新潟県・柏崎刈羽原発6、7号機の再稼動を目指す東京電力の広瀬直己社長は25日(2013年9月)に新潟県の泉田裕彦知事と会談した。知事に「お引取りください」とすげなく退出を迫られてから2か月半ぶりだ。
しかし、今回も知事から住民避難について新たな問題を提起され、「なるほどとは思えない」と回答を保留された。なぜか焦る東電に対し、安全対策を厳しく指摘する知事。いっこうにかみ合わない。
柏崎刈羽原発「冷却材喪失」で助かるのは避難2時間以内
広瀬社長は安全対策について、知事が批判している「フィルター付きベント」について新たな提案を行なった。耐震性の高い地下に新しいベント設備を増設する計画案で、元GE原子力コンサルタントの佐藤暁氏も「増設するという新たな『フィルター付きベント』だけでもいいじゃないかということになるかもしれない」と評価している。
しかし、これに泉田知事は「東電はお金と安全のどちらを大切にする会社でしょうか」と遠まわしの質問で返し、さらに「お急ぎでしょうか」とたたみ掛けた。実は、この質問は国も東電も自治体に丸投げし、なおざりにしている住民避難対策に対する新たな批判のための伏線だった。
東電がフィルター付きベントの増設で歩み寄った背景には、今年度中の経営黒字化が銀行からの新たな融資の条件になっており、再稼動を1日も早く申請したい焦りがある。
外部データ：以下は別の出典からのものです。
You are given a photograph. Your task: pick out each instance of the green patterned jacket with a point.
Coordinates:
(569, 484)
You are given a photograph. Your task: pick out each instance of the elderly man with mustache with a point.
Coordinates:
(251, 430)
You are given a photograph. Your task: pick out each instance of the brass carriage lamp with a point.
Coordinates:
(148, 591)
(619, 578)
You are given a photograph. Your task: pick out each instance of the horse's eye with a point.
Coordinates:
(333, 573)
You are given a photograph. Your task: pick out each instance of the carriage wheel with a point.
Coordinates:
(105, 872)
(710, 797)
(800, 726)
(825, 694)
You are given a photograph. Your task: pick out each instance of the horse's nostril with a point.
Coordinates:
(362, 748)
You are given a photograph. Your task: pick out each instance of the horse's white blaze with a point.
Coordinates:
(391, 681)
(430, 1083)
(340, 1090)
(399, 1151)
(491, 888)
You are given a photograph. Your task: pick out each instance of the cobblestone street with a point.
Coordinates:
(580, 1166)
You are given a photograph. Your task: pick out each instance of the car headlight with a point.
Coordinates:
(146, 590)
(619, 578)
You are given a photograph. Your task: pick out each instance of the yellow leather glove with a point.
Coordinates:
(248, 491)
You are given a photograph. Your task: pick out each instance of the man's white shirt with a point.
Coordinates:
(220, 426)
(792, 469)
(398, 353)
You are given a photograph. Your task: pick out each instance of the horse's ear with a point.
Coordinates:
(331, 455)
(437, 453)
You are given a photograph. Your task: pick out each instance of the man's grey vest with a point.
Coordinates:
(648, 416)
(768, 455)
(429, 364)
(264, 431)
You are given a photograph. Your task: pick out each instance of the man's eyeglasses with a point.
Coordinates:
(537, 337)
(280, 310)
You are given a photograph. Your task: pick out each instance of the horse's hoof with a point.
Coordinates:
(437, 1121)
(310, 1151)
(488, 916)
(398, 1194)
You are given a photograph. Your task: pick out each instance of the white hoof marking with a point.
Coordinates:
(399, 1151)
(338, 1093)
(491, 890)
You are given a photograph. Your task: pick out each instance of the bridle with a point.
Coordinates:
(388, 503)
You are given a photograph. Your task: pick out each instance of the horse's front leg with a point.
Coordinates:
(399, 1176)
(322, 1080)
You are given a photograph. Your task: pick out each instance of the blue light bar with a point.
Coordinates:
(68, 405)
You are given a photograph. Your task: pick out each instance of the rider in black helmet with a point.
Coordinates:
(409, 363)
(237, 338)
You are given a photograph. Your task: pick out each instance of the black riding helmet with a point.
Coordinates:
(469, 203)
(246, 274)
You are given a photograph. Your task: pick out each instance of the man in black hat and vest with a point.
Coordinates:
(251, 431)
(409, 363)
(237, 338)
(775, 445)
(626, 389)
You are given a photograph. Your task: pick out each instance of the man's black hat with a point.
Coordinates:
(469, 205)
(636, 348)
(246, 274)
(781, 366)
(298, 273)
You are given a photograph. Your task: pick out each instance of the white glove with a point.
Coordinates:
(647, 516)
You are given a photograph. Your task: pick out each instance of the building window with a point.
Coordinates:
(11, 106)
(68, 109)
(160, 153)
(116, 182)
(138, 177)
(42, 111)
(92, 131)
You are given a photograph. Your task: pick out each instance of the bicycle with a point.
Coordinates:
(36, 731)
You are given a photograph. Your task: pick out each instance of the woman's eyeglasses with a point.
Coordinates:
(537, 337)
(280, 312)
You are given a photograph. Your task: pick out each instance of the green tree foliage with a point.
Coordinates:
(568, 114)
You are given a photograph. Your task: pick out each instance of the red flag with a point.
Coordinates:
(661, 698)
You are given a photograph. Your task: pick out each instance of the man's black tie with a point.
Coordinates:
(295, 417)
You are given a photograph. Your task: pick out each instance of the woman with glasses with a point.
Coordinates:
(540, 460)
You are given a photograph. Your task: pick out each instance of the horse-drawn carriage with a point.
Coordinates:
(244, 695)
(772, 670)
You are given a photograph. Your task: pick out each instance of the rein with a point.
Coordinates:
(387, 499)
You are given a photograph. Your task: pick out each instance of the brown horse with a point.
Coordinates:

焦る東電の足元を見るように、泉田知事は「冷却材喪失事故が起きたとき、最短どのくらいでメルトダウンするかご存知ですよね?」と質問した。「2時間です」と答えた広瀬社長に、すかさず「2時間でどうやって避難するのですか」
政府、原子力規制員会、東電みんな自治体に丸投げ
原発事故で求められている半径30キロの避難計画では、柏崎刈羽原発の場合は9市町村が入り、広域過ぎていまだに具体的な避難計画は検討中の段階である。原子力規制委員会の田中俊一委員長は「それは規制委員会のアレじゃないんですがね」と担当外といい、広瀬社長も「別途に進めなければいけない」といまだ手付かず状態だ。
たしかに、規制委員会が出した規制基準には避難計画の審査については明記されておらず、自治体ごとに対応することになっている。最も肝心な住民避難対策が自治体に丸投げされたままスッポリ抜け落ちた形だ。泉田知事は「きょうのやり取りを聞いて分かるんですけど、規制基準をクリアしても住民の安全は確保できない。規制基準は住民生命をいかに守るかの視点が欠けているんです。欠陥規制だということじゃないですか」と怒りを露わにする。
玉川徹(テレビ朝日ディレクター)「規制委員会の設置法のなかには、国民の生命、健康、財産の保護を目的とするとなっていいます。規制委員会がやっちゃいけないことはない。目的を達成しないで『アレじゃないですか』といわれても、知事の言うことはもっともなことだと思いますよ」
小松靖アナ「アメリカは原発稼動と避難計画はセットじゃないと動かせないようになっているようですが、避難について考えさせられることがでてきましたね」
最も肝心な事故発生のときの避難体制がスッポリ抜け落ちたままの再稼動など論外だろう。